First published 23 June 2017
Updated 12 October 2017
What was claimed

If more money is spent in Northern Ireland then the Barnett formula means Scotland and Wales will also receive more.

Our verdict

It will depend on political negotiations. The Barnett formula isn’t set out in law.

“If the DUP gets this hard-headed negotiated, 2.5 billion, 2 billion, 2.5 billion that they are asking for, the Barnett Formula says that the other devolved powers are going to have to have their share, too. That's about 3 billion for Wales, about 8 or 9 billion for Scotland.”

Gina Miller, 22 June 2017

It’s not clear how any deal which results in new funding for projects in Northern Ireland will affect the rest of the UK.

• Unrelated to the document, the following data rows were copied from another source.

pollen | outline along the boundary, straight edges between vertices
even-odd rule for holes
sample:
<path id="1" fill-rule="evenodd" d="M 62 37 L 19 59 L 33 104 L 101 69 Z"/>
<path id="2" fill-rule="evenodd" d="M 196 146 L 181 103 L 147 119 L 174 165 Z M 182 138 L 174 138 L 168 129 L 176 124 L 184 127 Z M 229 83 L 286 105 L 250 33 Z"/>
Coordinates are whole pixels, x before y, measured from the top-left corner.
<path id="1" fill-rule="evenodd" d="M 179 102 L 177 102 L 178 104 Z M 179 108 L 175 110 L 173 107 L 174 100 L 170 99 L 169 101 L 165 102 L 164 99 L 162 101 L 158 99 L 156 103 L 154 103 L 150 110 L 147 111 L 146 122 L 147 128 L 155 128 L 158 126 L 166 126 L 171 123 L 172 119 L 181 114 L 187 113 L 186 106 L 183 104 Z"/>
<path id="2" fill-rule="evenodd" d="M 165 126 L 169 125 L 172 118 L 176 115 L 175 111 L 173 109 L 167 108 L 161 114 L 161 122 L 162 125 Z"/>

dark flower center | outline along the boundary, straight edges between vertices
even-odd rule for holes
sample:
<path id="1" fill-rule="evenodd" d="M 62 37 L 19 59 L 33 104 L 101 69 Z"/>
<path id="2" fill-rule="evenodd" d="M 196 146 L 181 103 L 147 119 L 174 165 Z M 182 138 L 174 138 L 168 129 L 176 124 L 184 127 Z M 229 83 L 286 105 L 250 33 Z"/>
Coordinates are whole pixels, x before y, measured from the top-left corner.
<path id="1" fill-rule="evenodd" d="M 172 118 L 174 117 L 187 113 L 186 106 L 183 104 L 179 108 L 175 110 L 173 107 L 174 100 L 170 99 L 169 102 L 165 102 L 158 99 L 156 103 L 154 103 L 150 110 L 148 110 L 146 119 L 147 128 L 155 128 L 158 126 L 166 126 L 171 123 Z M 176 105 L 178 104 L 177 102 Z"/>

The Barnett formula aims to make changes to funding for services in England have the same pound-per-person effect on the money which goes to Scotland, Wales and Northern Ireland for those services.

It’s not set out in law, and in practice the Treasury decides how to apply it. It can also be bypassed if the Treasury decides certain spending is outside the formula. If the devolved governments disagree they can argue the case.

The formula itself is basically: any change to UK government department budget multiplied by the percentage of devolved services in that area multiplied by the percentage population in that country.

So, if the Barnett formula is used the result would depend on which departments are affected. It only applies changes in the fixed budget of a department to the ‘block grant’ paid to the devolved governments. It doesn’t decide all funding.

How any additional funding for Northern Ireland might affect the rest of the UK will be decided by political negotiation.

Update 12 October 2017

We updated this piece to better explain how the Barnett Formula works.